Tarcisio Bertone und Angelo Sodano
Tarcisio Bertone und Angelo Sodano

03.03.2013

Zwei ungleiche Kirchenfürsten an der Spitze Sodano und Bertone

Zwei ungleiche Kirchenfürsten an der Spitze Sodano und Bertone haben Schlüsselpositionen in der Sedisvakanz. Die Kardinäle Angelo Sodano und Tarcisio Bertone gelten im Vatikan eher als Rivalen denn als Freunde.

Der Zufall wie auch die Voraussicht von Benedikt XVI. haben dafür gesorgt, dass die beiden nun in der Sedisvakanz gemeinsam die Kirche leiten müssen: der behäbige und großgewachsene Sodano als Kardinaldekan, der die Kardinalsversammlungen einberuft und eine repräsentative Leitungsfunktion innehat. Und der schlanke Fußballfan Bertone als von Benedikt XVI. ernannter Camerlengo, der bis zur Papstwahl besonders für organisatorische Belange zuständig ist.

Sodano und Bertone stammen aus der norditalienischen Region Piemont, und beide bekleideten das Amt des Kardinalsstaatssekretärs: Sodano bis Mitte 2006 und Bertone als dessen Nachfolger bis zu diesem Freitagabend 20 Uhr, als er mit dem Amtsverzicht des Papstes auch sein Amt verlor.

Unterschiedliche Lebensläufe, Ausbildung und Werdegang

Damit sind zwei Kirchenmänner zur Zusammenarbeit angehalten, die recht unterschiedliche Lebensläufe, Ausbildung und Werdegang aufweisen. Sodano ist Sohn einer Landbesitzerfamilie; sein Vater saß von 1948 bis 1963 für die Christdemokraten im Parlament. Sodano war 50 Jahre als Diplomat im Dienst des Heiligen Stuhls. Er war Botschafter in Chile, vatikanischer Außenminister in den Tagen des Mauerfalls 1989 und wurde ein Jahr später Kardinalstaatssekretär unter Johannes Paul II. (1978-2005). Unter ihm lief im polnischen Pontifikat Vieles rund und glatt - Kritiker meinten mitunter auch: allzu glatt.

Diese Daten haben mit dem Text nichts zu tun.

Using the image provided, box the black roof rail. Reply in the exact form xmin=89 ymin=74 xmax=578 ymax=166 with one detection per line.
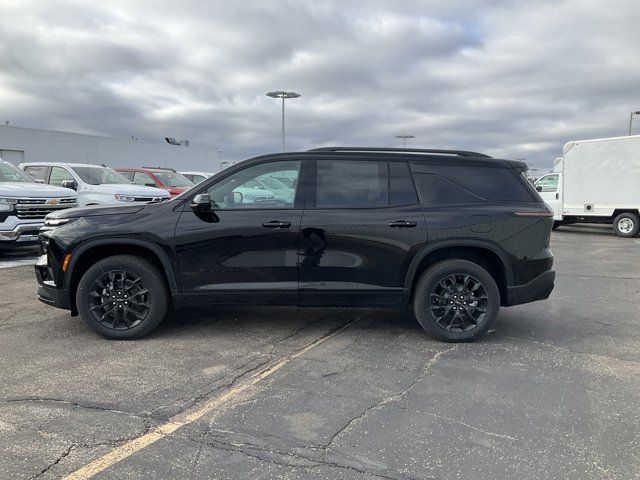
xmin=308 ymin=147 xmax=491 ymax=158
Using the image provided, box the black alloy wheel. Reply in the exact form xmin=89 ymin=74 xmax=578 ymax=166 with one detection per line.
xmin=76 ymin=255 xmax=169 ymax=340
xmin=413 ymin=258 xmax=500 ymax=342
xmin=89 ymin=270 xmax=151 ymax=330
xmin=429 ymin=273 xmax=489 ymax=332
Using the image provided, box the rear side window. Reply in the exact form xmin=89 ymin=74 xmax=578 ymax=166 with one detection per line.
xmin=418 ymin=165 xmax=534 ymax=202
xmin=415 ymin=173 xmax=482 ymax=207
xmin=389 ymin=162 xmax=418 ymax=207
xmin=316 ymin=160 xmax=389 ymax=208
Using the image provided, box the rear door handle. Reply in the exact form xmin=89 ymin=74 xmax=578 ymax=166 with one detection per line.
xmin=389 ymin=220 xmax=418 ymax=228
xmin=262 ymin=220 xmax=291 ymax=228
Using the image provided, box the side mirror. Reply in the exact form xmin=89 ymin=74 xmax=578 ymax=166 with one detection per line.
xmin=189 ymin=193 xmax=211 ymax=212
xmin=62 ymin=180 xmax=78 ymax=190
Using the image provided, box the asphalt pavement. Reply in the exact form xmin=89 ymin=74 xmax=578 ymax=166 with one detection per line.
xmin=0 ymin=226 xmax=640 ymax=480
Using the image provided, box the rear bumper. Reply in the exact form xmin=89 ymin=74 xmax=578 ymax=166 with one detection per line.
xmin=506 ymin=270 xmax=556 ymax=307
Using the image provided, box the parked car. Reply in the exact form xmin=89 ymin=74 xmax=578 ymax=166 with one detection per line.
xmin=0 ymin=159 xmax=78 ymax=248
xmin=536 ymin=135 xmax=640 ymax=237
xmin=180 ymin=172 xmax=213 ymax=184
xmin=116 ymin=167 xmax=194 ymax=198
xmin=20 ymin=162 xmax=169 ymax=206
xmin=36 ymin=148 xmax=555 ymax=342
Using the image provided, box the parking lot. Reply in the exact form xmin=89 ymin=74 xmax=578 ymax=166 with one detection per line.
xmin=0 ymin=226 xmax=640 ymax=479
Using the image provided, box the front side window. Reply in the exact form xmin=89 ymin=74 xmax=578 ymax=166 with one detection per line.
xmin=536 ymin=175 xmax=558 ymax=192
xmin=316 ymin=160 xmax=389 ymax=208
xmin=207 ymin=160 xmax=300 ymax=210
xmin=49 ymin=167 xmax=75 ymax=187
xmin=72 ymin=167 xmax=131 ymax=185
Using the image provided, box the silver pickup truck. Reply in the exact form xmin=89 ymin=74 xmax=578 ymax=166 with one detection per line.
xmin=0 ymin=159 xmax=78 ymax=249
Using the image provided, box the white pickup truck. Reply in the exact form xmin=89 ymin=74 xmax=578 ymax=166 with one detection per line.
xmin=535 ymin=135 xmax=640 ymax=237
xmin=20 ymin=162 xmax=169 ymax=207
xmin=0 ymin=160 xmax=78 ymax=249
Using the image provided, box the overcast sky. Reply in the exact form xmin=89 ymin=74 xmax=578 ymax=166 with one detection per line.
xmin=0 ymin=0 xmax=640 ymax=168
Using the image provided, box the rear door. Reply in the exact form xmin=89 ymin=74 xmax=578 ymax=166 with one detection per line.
xmin=299 ymin=157 xmax=427 ymax=305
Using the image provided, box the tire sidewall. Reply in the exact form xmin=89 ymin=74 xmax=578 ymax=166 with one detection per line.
xmin=613 ymin=213 xmax=640 ymax=238
xmin=414 ymin=260 xmax=500 ymax=342
xmin=76 ymin=255 xmax=167 ymax=340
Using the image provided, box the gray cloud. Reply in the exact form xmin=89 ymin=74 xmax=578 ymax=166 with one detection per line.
xmin=0 ymin=0 xmax=640 ymax=168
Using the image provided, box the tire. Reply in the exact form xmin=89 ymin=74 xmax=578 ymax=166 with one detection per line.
xmin=76 ymin=255 xmax=168 ymax=340
xmin=413 ymin=259 xmax=500 ymax=342
xmin=613 ymin=212 xmax=640 ymax=238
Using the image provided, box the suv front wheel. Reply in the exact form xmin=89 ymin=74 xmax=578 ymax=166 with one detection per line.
xmin=76 ymin=255 xmax=168 ymax=340
xmin=413 ymin=259 xmax=500 ymax=342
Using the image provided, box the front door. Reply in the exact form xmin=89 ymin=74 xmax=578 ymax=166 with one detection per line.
xmin=536 ymin=173 xmax=562 ymax=221
xmin=175 ymin=160 xmax=304 ymax=304
xmin=300 ymin=159 xmax=427 ymax=305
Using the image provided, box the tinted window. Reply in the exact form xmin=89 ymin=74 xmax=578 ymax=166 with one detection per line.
xmin=24 ymin=166 xmax=47 ymax=182
xmin=316 ymin=160 xmax=389 ymax=208
xmin=207 ymin=160 xmax=300 ymax=210
xmin=389 ymin=162 xmax=418 ymax=207
xmin=415 ymin=173 xmax=482 ymax=207
xmin=49 ymin=167 xmax=75 ymax=187
xmin=429 ymin=165 xmax=534 ymax=202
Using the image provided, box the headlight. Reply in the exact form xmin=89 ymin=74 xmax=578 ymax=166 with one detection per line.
xmin=113 ymin=193 xmax=136 ymax=202
xmin=0 ymin=198 xmax=18 ymax=212
xmin=44 ymin=217 xmax=77 ymax=227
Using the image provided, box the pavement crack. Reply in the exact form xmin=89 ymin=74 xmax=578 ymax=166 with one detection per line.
xmin=29 ymin=445 xmax=76 ymax=480
xmin=324 ymin=345 xmax=458 ymax=449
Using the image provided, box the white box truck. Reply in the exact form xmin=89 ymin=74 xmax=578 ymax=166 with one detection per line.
xmin=535 ymin=135 xmax=640 ymax=237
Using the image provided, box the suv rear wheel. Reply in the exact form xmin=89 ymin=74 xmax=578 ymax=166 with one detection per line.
xmin=76 ymin=255 xmax=168 ymax=340
xmin=413 ymin=259 xmax=500 ymax=342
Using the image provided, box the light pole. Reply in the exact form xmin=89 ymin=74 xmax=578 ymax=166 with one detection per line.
xmin=267 ymin=90 xmax=300 ymax=152
xmin=396 ymin=135 xmax=416 ymax=150
xmin=629 ymin=111 xmax=640 ymax=136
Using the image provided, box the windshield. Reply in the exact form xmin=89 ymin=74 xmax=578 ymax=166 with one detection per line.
xmin=152 ymin=170 xmax=193 ymax=188
xmin=72 ymin=167 xmax=131 ymax=185
xmin=0 ymin=163 xmax=35 ymax=183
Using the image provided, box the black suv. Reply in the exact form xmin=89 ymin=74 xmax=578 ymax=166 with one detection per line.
xmin=36 ymin=148 xmax=555 ymax=341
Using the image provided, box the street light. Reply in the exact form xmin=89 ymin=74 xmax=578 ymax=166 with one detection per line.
xmin=396 ymin=135 xmax=416 ymax=150
xmin=267 ymin=90 xmax=300 ymax=152
xmin=629 ymin=111 xmax=640 ymax=136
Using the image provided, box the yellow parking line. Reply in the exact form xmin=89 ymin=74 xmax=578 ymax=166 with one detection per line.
xmin=64 ymin=317 xmax=360 ymax=480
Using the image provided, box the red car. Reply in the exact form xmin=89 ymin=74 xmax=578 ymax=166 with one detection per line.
xmin=115 ymin=167 xmax=195 ymax=198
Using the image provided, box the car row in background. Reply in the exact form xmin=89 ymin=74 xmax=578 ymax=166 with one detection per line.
xmin=0 ymin=160 xmax=78 ymax=249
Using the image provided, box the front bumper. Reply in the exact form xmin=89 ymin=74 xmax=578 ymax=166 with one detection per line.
xmin=0 ymin=222 xmax=44 ymax=245
xmin=506 ymin=270 xmax=556 ymax=307
xmin=35 ymin=255 xmax=71 ymax=310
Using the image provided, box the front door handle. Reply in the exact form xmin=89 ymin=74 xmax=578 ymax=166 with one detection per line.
xmin=389 ymin=220 xmax=418 ymax=228
xmin=262 ymin=220 xmax=291 ymax=228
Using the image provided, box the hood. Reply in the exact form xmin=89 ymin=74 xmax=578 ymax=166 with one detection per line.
xmin=0 ymin=182 xmax=78 ymax=198
xmin=82 ymin=183 xmax=169 ymax=198
xmin=47 ymin=203 xmax=149 ymax=219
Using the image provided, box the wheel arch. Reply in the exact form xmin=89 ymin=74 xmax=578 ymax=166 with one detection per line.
xmin=404 ymin=240 xmax=514 ymax=305
xmin=64 ymin=238 xmax=179 ymax=314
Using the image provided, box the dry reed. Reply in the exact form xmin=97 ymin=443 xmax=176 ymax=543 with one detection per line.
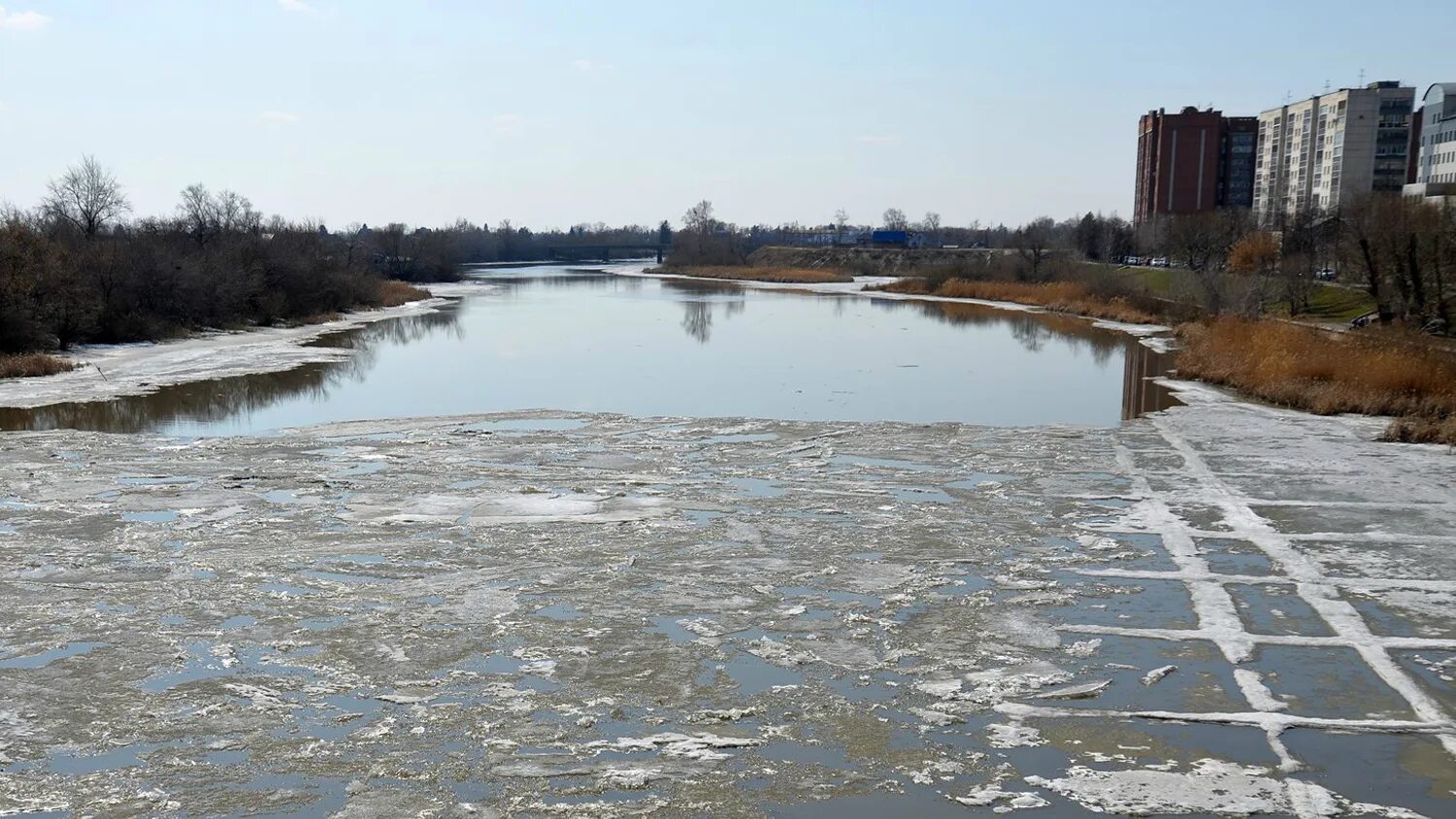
xmin=379 ymin=279 xmax=430 ymax=307
xmin=0 ymin=352 xmax=76 ymax=378
xmin=1178 ymin=317 xmax=1456 ymax=443
xmin=876 ymin=278 xmax=1159 ymax=324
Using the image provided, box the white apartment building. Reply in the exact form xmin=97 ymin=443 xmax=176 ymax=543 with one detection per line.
xmin=1254 ymin=82 xmax=1415 ymax=222
xmin=1406 ymin=82 xmax=1456 ymax=201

Benedikt XVI. übernahm ihn nach seiner Wahl, jedoch nur noch für ein Jahr. Dann besetzte er die Stelle mit einem Mann seines Vertrauens: mit Bertone, der ihm bereits in der Glaubenskongregation als Sekretär zur Seite gestanden hatte. Benedikt XVI. wählte in dieses Amt bewusst keinen Diplomaten, sondern einen Theologen mit diözesaner Leitungserfahrung.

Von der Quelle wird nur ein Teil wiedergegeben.